When forwardRef becomes a saga: planning module extraction in a modular monolith
Cross-module atomic writes via NestJS forwardRef work because the modules share a process, a connection pool, and a transaction. The moment you extract one module into its own service, the shared transaction can't span the boundary — DB transactions live on connections, connections live in processes. The replacement patterns are saga (with compensation), transactional outbox + inbox (for at-least-once eventual consistency), and 2PC (which you almost never want). This post walks through each, the cost ledger, and the migration path. Plan for the extraction question from day one, even if the answer is "not yet."
Setting the stage: the patterns named here
Before the migration logic, brief grounding on the distributed-system patterns this post moves between. Skip if you've shipped these patterns before. Stay if your team is still treating "we'll figure it out at extraction time" as a strategy — because the figuring-out cost is much higher mid-extraction than upfront.
The core problem in one paragraph
Two services own different tables. A single user action needs to write to both atomically — community-management creates the Community row; user-management creates the BankAccount row; both must commit or both must roll back. In one process this is one DB transaction. Across two processes, there's no shared transaction context — and the question becomes which pattern do you use to preserve the consistency property.
Saga
A long-lived transaction decomposed into local transactions, each with a compensating action. If step 4 fails, fire compensations 3-2-1 in reverse. The compensations make the system eventually consistent — there's a window where you've done part-of-the-thing and not the rest, but the saga is committed to either finishing or undoing.

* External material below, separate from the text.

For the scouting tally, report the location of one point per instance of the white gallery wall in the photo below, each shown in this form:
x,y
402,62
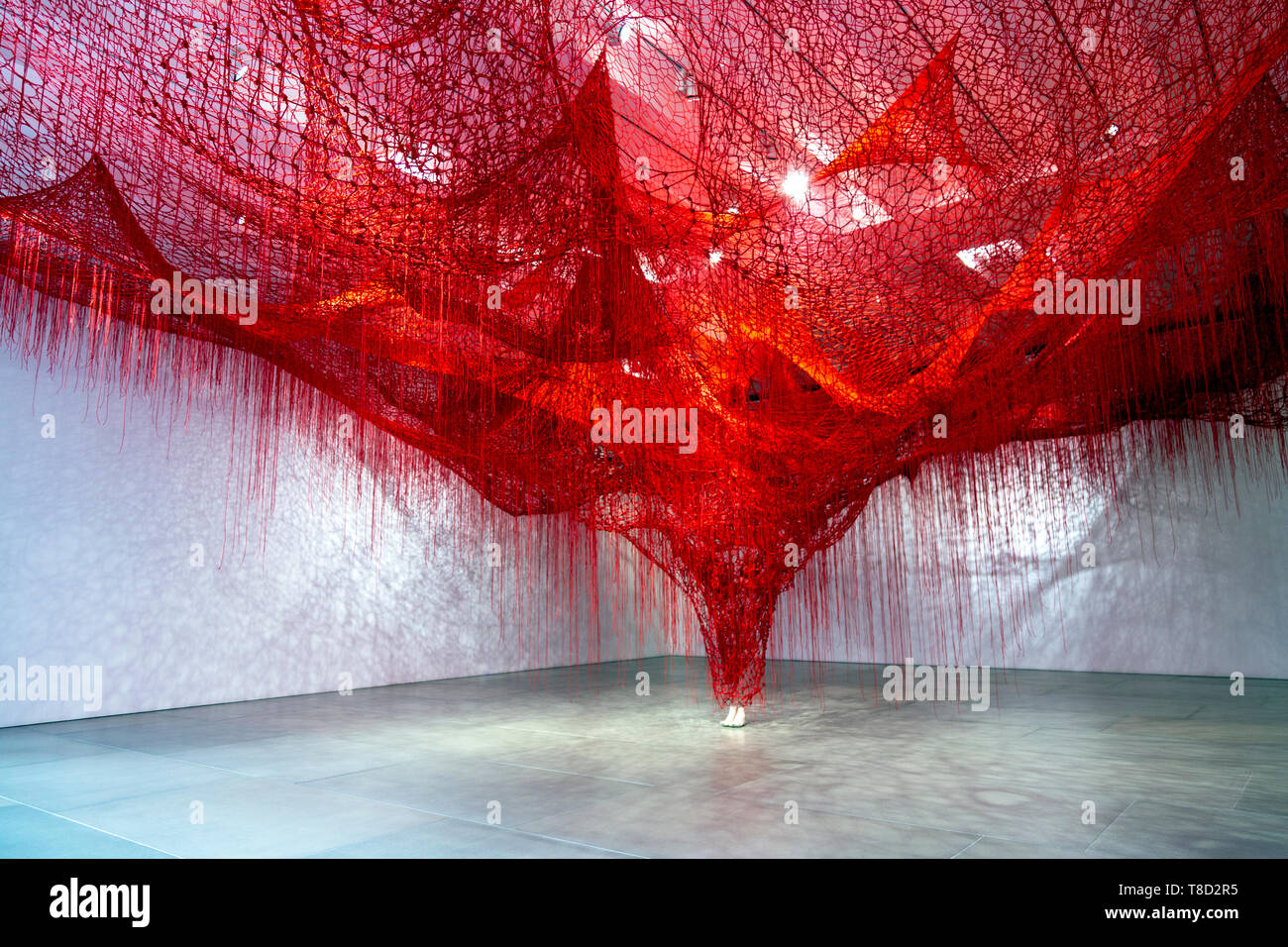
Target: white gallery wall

Two flavors: orchestrated (one coordinator drives the sequence; clear control flow but the coordinator becomes a coupling point) and choreographed (services react to each other's events; looser coupling, harder to reason about past three or four steps).
Failure mode without it: "user clicks setup community" partially succeeds — Community created, BankAccount creation failed — the system is left in a half-state forever. Either you manually clean it up via support, or the user sees inconsistent data and contacts you anyway. Either way, you've discovered the lack of saga in production.
Transactional Outbox
The local write and the "we promise to publish this event" are made atomic by putting them in the same DB transaction. The transaction inserts the data row and a row in an outbox table. After commit, a relay process polls the outbox and publishes to the bus, then marks the row sent.
Why it works: if the COMMIT succeeds, the outbox row is durable. The event will be published, even if the relay crashes and restarts. If the COMMIT fails, neither the data nor the event exist. The atomicity is one-service-local; the cross-service consistency is eventually-via-events.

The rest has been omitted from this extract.